Don Bosco racconta del sogno che fece a 9 anni e che segnò e indirizzò tutta la sua vita:

“A 9 anni feci un sogno. […] apparve un Uomo venerando, nobilmente vestito. Il volto era così luminoso che non potevo fissarlo. Egli mi chiamò per nome e mi ordinò di pormi alla testa di que’ fanciulli aggiungendo queste parole: «Non colle percosse ma colla mansuetudine e colla carità dovrai guadagnare questi tuoi amici. Mettiti adunque immediatamente a fare loro un’istruzione sulla bruttezza del peccato e sulla preziosità della virtù»”.

(Giovanni Bosco, Memorie dell’Oratorio, LAS, Roma, 2011, pp. 62-63)

 Anche per Madre Mazzarello c’è una rivelazione che ha del misterioso e che, tuttavia, traccerà la sua missione e, quindi, anche la sua identità profonda:

 “Passava un giorno per Borgoalto, quando le parve di vedere di fronte un gran caseggiato con tutta l’apparenza esteriore di un collegio di numerose giovanette. Si fermò a guardare piena di stupore e disse fra sé: – Cosa è mai questo che io vedo? Ma qui non c’è mai stato questo palazzo! Che succede? – E sentì come una voce: «A te le affido». Maria si allontanò rapidamente di là e procurò di non ripensarvi; ma sì, quelle giovanette erano sempre lì quasi a chiamarla, specialmente ogniqualvolta era costretta a ripassare per quell’altura”.

(dalla “Cronistoria” dell’Istituto delle FMA).

Intuizioni. Segni di Dio nella loro storia, segni che non si erano costruiti da soli, che non erano illusioni o allucinazioni, parole a cui hanno creduto e che hanno tracciato la loro missione.

Dio si rivela, anzi, “ci rivela”, ci fa capire chi siamo e cosa siamo chiamati a fare.

Dio si fa sentire da chi ha il cuore docile, da chi “lascia fare” a lui, da chi cerca di fare ciò che piace al Padre, da chi non soffoca le intuizioni che non si è dato da solo, anche se non tutto il cammino è chiaro e tracciato sin dall’inizio.

Gesù, nel suo Battesimo, si fa uno di noi e il Padre approva totalmente quel gesto del Figlio amato. Per Gesù certo è avvenuto in modo unico e irripetibile, eppure anche di noi, in maniera differente, sebbene non poi così diversa, il Padre può compiacersi.

Che cosa grande: siamo chiamati a immergerci nella realtà condividendo il cammino di ogni uomo e a sentirci figli amati, a fidarci totalmente di Dio così da intuire la sua approvazione, da desiderare di renderlo contento, tanto da conformarci alla sua Parola.

Che cosa grande: lasciar fare a Dio perché ci purifichi, ci faccia sentire la sua voce e ci conduca dove la sua gioia corrisponde a ciò che è il meglio per noi.
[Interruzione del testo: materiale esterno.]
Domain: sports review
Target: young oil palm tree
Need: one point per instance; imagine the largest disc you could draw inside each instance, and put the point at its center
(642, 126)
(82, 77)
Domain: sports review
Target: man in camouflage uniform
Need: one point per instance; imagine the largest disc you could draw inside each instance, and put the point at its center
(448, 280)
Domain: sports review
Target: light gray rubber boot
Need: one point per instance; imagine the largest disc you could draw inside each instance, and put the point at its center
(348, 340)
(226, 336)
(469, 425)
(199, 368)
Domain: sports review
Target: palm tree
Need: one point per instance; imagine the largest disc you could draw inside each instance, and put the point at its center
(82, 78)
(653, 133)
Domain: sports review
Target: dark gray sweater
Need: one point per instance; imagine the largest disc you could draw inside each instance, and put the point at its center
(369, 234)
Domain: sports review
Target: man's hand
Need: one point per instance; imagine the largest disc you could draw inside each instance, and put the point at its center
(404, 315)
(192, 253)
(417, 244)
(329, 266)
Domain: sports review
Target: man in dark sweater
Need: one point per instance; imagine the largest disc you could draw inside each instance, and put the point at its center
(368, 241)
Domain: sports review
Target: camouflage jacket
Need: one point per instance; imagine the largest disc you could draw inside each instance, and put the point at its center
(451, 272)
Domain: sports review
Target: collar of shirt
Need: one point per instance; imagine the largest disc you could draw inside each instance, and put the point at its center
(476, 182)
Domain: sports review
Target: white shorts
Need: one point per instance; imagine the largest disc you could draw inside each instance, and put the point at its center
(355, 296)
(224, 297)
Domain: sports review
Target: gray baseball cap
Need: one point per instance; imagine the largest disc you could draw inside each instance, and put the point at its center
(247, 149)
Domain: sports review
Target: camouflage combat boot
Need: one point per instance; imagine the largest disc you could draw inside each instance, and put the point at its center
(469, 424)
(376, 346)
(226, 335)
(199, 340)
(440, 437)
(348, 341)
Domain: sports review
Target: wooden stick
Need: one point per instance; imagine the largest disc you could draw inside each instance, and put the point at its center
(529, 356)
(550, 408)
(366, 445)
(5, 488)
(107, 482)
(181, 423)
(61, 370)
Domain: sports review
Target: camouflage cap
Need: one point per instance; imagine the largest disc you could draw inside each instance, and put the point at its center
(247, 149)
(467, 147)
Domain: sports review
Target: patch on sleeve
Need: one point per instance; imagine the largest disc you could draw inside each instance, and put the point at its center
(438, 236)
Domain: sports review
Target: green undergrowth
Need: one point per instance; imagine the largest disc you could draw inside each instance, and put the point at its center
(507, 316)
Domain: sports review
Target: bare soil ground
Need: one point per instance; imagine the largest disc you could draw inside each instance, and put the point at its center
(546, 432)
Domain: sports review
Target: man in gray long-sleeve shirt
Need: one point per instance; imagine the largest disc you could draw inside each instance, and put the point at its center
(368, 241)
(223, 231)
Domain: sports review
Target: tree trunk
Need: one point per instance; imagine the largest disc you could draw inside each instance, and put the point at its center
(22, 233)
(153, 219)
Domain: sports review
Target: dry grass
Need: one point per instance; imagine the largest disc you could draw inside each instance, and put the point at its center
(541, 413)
Che cosa grande: sentire che Dio ci è Padre, che ci ama e che in noi si compiace, che noi possiamo rendere felice Dio di averci come figli, che Dio ci ama e ci manda ai fratelli perché tutti conoscano il suo amore.

E che cosa grande avere Gesù come maestro e come modello. “Lascia fare per ora”: Gesù ci dà l’esempio, egli chiede a Giovanni di non fermare quel gesto che dice l’amore trinitario che unisce il Padre e il Figlio e il Figlio ad ogni uomo e donna.

Che anche noi possiamo riconoscere, come Giovanni il Battista, che siamo noi ad aver bisogno di essere battezzati e che invece è Gesù che per primo ci viene incontro, affinché impariamo da lui cosa piace a Dio Padre.